Les informateurs du FBI affirment que l’équipe de tueurs était composée de Sonny Black Napolitano, Anthony « Bruno » Indelicato, qui était le fils de Sonny Red, et Dominick « Big Trin » Trinchera, qui était le confident costaud de Sonny Red. Bruno Indelicato a été photographié par une unité de surveillance du FBI en train d’être félicité à l’extérieur d’un club social de Manhattan dirigé par le puissant chef adjoint des Gambino, Neil Dellacroce, dans les heures qui ont suivi l’assassinat. Les plus jeunes Indelicato, Trinchera et Cesare Bonventre ont tous été récompensés par des promotions à des postes de chef d’équipe pour leur participation au triple meurtre.

L’assassinat de Galante n’a pas pour autant stabilisé la famille Bonanno. Loin de là. Les turbulences qui ont suivi son limogeage ont divisé la famille en factions rivales, Sonny Black en dirigeant l’une et Sonny Red l’autre, et bientôt les tensions croissantes ont éclaté avec les « meurtres des trois capitaines » de 1981, décrits dans le film Donnie Brasco de 1997 d’Al Pacino et Johnny Depp. Sonny Red, Trinchera et un autre capo, Phil « Lucky » Giaccone, ont été tués dans un club social de Brooklyn. Sonny Black est tué peu après lorsqu’on découvre qu’il a permis à un agent du FBI d’infiltrer son équipe. Bonventre a été éliminé par un gang en 1984.
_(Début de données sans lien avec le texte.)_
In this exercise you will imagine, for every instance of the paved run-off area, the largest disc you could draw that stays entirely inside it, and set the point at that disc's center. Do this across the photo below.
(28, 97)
Parmi les principaux conspirateurs, seul Bruno Indelicato sera traduit en justice pour les meurtres de Galante, Turano et Coppola. Il a été reconnu coupable lors du procès de la Commission de la Mafia en 1986 et a fait 13 ans de prison. Aujourd’hui, il a 72 ans et est de retour en prison pour son rôle dans un autre meurtre de la famille Bonanno en 2001. Baldo Amato, 67 ans, purge une peine de prison à perpétuité pour un double meurtre non lié également.

Basé dans le Midwest, Scott M. Burnstein est un auteur, journaliste et historien du crime véridique qui a fait publier six livres sur le crime organisé au cours de la dernière décennie. Il a fondé et dirige le site The Gangster Report, lancé en 2014, et a participé à de nombreux projets cinématographiques et télévisuels hollywoodiens. Burnstein écrit quotidiennement pour The Oakland Press dans le Grand Détroit et se concentre sur les activités de la mafia à Détroit, Chicago, Philadelphie et en Nouvelle-Angleterre.